Figure 9. Ice2 cooperates with the PA‐Opi1‐Ino2/4 system and promotes ER homeostasis.

1. Sec63‐mNeon images of mid and cortical sections of untreated WT and ∆opi1 cells, overexpressing ICE2 where indicated (SSY1404, 2588, 2595, 2596).
2. Quantification of peripheral ER structures in the strains shown in panel (A). Bars are the mean percentage of cell cortex covered by tubules (purple) or sheets (green), n = 3 biological replicates. Upper error bars are s.e.m. for the sum of tubules and sheets, and lower error bars are s.e.m. for sheets. Asterisks indicate statistical significance compared with control cells not overexpressing ICE2, as judged by a two‐tailed Student’s t‐test assuming equal variance. **P < 0.01.
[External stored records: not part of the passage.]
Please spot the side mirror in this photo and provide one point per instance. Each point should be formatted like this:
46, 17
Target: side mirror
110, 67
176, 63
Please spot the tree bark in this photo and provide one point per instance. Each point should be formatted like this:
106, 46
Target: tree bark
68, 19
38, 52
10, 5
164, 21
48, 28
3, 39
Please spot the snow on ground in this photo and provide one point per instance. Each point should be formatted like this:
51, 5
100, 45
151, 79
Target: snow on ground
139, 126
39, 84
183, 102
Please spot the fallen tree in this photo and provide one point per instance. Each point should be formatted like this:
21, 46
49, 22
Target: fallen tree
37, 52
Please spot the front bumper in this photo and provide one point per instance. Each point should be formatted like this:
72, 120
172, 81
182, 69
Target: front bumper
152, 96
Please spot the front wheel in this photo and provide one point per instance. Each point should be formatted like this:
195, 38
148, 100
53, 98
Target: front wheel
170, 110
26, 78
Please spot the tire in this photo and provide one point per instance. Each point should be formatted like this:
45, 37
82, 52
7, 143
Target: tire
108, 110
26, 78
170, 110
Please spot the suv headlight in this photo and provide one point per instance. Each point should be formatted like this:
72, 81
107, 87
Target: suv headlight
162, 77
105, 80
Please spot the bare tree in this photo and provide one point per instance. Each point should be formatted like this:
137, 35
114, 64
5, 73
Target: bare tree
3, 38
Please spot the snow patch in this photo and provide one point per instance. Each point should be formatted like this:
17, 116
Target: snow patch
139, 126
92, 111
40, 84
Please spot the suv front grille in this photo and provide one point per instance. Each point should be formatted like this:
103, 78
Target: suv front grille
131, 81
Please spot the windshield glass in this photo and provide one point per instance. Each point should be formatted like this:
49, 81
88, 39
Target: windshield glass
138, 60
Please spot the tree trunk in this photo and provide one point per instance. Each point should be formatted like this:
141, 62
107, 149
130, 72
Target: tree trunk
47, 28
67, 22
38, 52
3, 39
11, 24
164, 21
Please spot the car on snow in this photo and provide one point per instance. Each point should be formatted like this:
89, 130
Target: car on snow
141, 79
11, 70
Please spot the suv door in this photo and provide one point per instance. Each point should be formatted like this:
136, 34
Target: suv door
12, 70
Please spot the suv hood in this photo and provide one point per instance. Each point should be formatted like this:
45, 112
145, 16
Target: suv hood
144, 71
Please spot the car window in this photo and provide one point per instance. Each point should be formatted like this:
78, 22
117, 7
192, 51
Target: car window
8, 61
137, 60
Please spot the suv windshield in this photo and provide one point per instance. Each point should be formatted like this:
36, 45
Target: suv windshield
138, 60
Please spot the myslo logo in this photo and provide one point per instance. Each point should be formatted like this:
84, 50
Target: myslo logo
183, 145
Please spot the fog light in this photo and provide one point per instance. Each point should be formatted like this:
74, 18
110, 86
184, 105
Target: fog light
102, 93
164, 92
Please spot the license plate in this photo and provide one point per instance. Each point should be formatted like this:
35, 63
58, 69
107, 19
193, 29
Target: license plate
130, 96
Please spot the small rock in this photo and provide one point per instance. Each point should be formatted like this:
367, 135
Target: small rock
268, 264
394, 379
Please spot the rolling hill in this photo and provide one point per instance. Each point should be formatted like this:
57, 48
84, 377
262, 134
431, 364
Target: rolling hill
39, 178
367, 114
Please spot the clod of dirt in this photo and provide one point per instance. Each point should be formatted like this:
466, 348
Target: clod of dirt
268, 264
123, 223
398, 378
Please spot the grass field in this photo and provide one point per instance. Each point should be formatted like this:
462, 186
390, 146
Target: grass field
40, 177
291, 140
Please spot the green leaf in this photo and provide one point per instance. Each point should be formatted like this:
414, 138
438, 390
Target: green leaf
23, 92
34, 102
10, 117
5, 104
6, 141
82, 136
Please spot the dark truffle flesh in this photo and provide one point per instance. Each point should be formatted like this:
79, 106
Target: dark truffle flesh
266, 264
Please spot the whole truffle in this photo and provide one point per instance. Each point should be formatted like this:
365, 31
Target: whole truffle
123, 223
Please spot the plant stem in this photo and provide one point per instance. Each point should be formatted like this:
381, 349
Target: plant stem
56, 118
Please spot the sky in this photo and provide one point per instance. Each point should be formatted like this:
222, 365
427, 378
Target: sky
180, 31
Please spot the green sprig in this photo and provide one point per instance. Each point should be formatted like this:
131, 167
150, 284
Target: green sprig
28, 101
3. Growth assays of untreated WT, ∆hac1, Δice2, and Δhac1 Δice2 cells (SSY1404, 2356, 2805, 2806). Numbers represent areas under the curves and serve as growth indices. Mean + s.e.m., n = 3 biological replicates.
4. Growth assays on solid media of WT, ∆hac1, Δice2, and Δhac1 Δice2 cells (SSY1404, 2356, 2805, 2806) in the absence or presence of 0.2 μg/ml tunicamycin. For each series, cells were diluted fivefold from one step to the next.

Source data are available online for this figure.